Spring energy

Tags:
1. May 23, 2015

transmini

So this sounds homework question but I promise its not. At least its not mine. I saw it on a website because someone made it funny because of what they answered (drew an elephant if you know the one I'm talking about)

Anyway, so the problem was a block of mass m = 5 kg falls starting at rest at h = 5 m down a curved frictionless ramp into a spring with spring constant k = 100 N/m. Find the distance it compresses x and find the height the block comes back up to.

I understand using gravitational potential energy is equal to spring/elastic potential energy at the max compression to find x, but what I don't quite get is finding the max height the block comes back up to. I'm finding online that its the same as the starting height because all the potential energy in the spring is pushed back in to the block and since the ramp is frictionless. But wouldn't the spring still oscillate hinting that it has energy? If it has energy, wouldn't this energy had to have been taken from the kinetic energy of the block? Otherwise how does the spring get the energy to oscillate and still push the block back up to initial height?

2. May 23, 2015

Kyouran

The spring's oscillatory motion means that it would have kinetic energy too, but this then implies that it should have mass. The problem is if you consider it to be a massless spring, the differential equation describing this oscillatory motion would become kx = 0, meaning that it doesn't move at all. In a real world scenario, the spring would have mass, and the mass in the spring is what keeps its oscillation going, described by the solution to mx"+kx = 0 when there is no friction, and then the block would indeed not reach its initial height again because energy is transferred to the spring.

3. May 23, 2015

transmini

That makes sense that its being assumed as massless and that it wouldn't ACTUALLY behave like that. So would the spring be leeching its energy from the kinetic energy of the block then? And while the answer makes sense, is there a way to show without differential equations? I'm just starting my degree and don't do anything with those until this fall.

4. May 23, 2015

Kyouran

If the spring had a mass, yes it would be leeching energy from the block, although the correct physical way to say this is to say that the block does work on the spring, reducing its own energy and increasing the energy of the spring. Conservation of energy would still hold if you consider the system being the block + the spring then, as the total energy of the block and spring together would still equal the potential energy of the block at the start. The problem however is that the law of conservation of energy will only allow you to solve for one single unknown, and you cannot thus find the solution using just energy conservation in that case. The energy stored in the spring would be given by E:

$$m_b g (h_{initial} - h_{final} ) = E$$

which is therefore a second unknown in that equation. What you can do is use conservation of linear momentum along with conservation of energy, which should allow you to solve for the remaining unknowns.

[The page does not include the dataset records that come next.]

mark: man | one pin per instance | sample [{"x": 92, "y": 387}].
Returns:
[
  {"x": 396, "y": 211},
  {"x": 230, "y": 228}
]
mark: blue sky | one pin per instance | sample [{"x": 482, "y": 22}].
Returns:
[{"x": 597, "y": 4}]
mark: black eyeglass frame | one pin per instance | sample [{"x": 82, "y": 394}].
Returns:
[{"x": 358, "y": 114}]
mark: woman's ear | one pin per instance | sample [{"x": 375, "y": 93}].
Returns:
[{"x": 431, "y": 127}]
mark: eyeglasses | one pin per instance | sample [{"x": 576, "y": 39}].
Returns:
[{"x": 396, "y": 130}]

As for the oscillatory motion of the spring...if you know that the spring has eventually stored an amount of energy equal to E (after the block has separated from the spring), conservation of energy on the spring alone will give you another differential equation:

$$\frac{kx^2}{2}+\frac{m_s v^2}{2} = E$$

where v = dx/dt. I can tell you that the solution to this is $$x(t) = \sqrt{\frac{2E}{k}} \sin(\sqrt{\frac{k}{m_s}} t + \phi)$$ which you can check by doing the differentiation and substitution in the equation above.

EDIT: Also, I'm not sure whether you can show that the spring oscillates without going into differential equations.

Last edited: May 23, 2015
5. May 23, 2015

sophiecentaur

It's even harder to consider what would happen in subsequent descents of the mass. It could strike the spring in any phase of its self oscillation and either increase or decrease the spring's oscillatory energy. The problem is in the realm of Coupled Oscillators but the analysis could be a bit hard because of the impulsive situation when the mass hits the spring each time. Including the losses would make things even worse.